Além do alto custo da máquina pública, existem claras distorções a recomendar mudanças. Como a existência de um quadro de 15,5 mil funcionários, que custam R$ 1,6 bilhão ao ano, para administrar a folha de salários da União. Ou aberrações decorrentes do engessamento da grade de carreiras públicas, que obriga a manter servidor desocupados em funções obsoletas como discotecário, operador de videocassete, operador de telex, especialista de linotipo, datilógrafo, entre outras. Ou ainda um sistema de avaliação que concede a mais de 95% dos servidores a bonificação máxima por desempenho, performance a fazer inveja às melhores empresas. Além do que, 60% das gratificações continuam a ser pagas após a aposentadoria!

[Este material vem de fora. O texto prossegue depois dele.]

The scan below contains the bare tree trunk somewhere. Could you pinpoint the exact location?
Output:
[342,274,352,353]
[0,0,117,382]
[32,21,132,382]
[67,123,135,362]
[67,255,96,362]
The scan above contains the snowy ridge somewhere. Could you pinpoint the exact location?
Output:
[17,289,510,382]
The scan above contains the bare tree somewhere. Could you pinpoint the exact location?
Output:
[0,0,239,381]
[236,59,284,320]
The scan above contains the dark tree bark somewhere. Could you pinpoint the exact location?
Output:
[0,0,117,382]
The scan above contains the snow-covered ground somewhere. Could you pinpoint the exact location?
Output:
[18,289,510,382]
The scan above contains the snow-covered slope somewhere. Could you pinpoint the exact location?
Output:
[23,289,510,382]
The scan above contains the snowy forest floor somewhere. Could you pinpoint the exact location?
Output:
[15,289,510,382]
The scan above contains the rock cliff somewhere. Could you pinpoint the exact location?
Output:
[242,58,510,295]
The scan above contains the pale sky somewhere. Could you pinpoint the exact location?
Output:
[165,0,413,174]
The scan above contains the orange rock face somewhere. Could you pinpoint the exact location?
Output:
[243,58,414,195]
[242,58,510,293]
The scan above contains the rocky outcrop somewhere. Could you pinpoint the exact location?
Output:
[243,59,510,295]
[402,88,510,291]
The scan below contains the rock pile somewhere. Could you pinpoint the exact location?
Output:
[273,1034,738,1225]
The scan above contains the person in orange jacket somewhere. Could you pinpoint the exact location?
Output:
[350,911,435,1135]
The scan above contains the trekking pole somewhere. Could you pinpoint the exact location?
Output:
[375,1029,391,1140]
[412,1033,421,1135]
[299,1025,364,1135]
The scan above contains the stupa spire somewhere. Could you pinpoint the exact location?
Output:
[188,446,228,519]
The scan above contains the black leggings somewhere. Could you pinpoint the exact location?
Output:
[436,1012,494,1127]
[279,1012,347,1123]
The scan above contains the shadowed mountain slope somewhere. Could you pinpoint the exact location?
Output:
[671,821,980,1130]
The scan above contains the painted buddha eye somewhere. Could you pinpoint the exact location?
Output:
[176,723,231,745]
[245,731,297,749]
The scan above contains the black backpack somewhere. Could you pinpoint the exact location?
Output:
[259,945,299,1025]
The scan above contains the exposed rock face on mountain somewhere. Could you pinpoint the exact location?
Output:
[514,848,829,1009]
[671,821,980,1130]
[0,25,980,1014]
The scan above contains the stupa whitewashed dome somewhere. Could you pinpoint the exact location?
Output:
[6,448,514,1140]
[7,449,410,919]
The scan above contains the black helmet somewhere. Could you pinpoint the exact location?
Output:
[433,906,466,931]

O Brasil não pode mais postergar uma reforma administrativa que permita ao país criar uma máquina pública forte, enxuta e ágil, capaz de apoiar e estimular o crescimento. É possível reduzir o número de carreiras na administração federal de 300 para cerca de 20. E é preciso diminuir os salários de início de carreira e estender o prazo para alcançar o teto, tomando por base o que paga o setor privado. Pesquisa feita pelo Banco Mundial, em 2019, mostrou que o salário no setor público é 96% superior ao do cargo equivalente no setor privado. A estabilidade deverá ser restrita às atividades exclusivas de Estado, como diplomatas e policiais, Avaliações de desempenho devem ser técnicas e rigorosas, incluindo indicadores de qualidade do serviço prestado à população, de modo a qualificar o atendimento e reconhecer os bons servidores. É necessário reduzir a burocracia e aumentar a capacidade de investimento do governo.

Mesmo que a reforma só venha a valer para os novos funcionários públicos, o que inegavelmente reduz muito o seu alcance, é necessário ter pressa, uma vez que mais de 40% do atual quadro estará se aposentando até 2030, o que exigirá novos concursos. Mas como bem destacou Allan Falls, um dos principais coordenadores das reformas que resgataram a competitividade da Austrália no final do Século passado e início deste, é preciso manter aceso o senso de crise para que as mudanças aconteçam. Além do sempre importante senso de urgência. Com a palavra, o Congresso Nacional.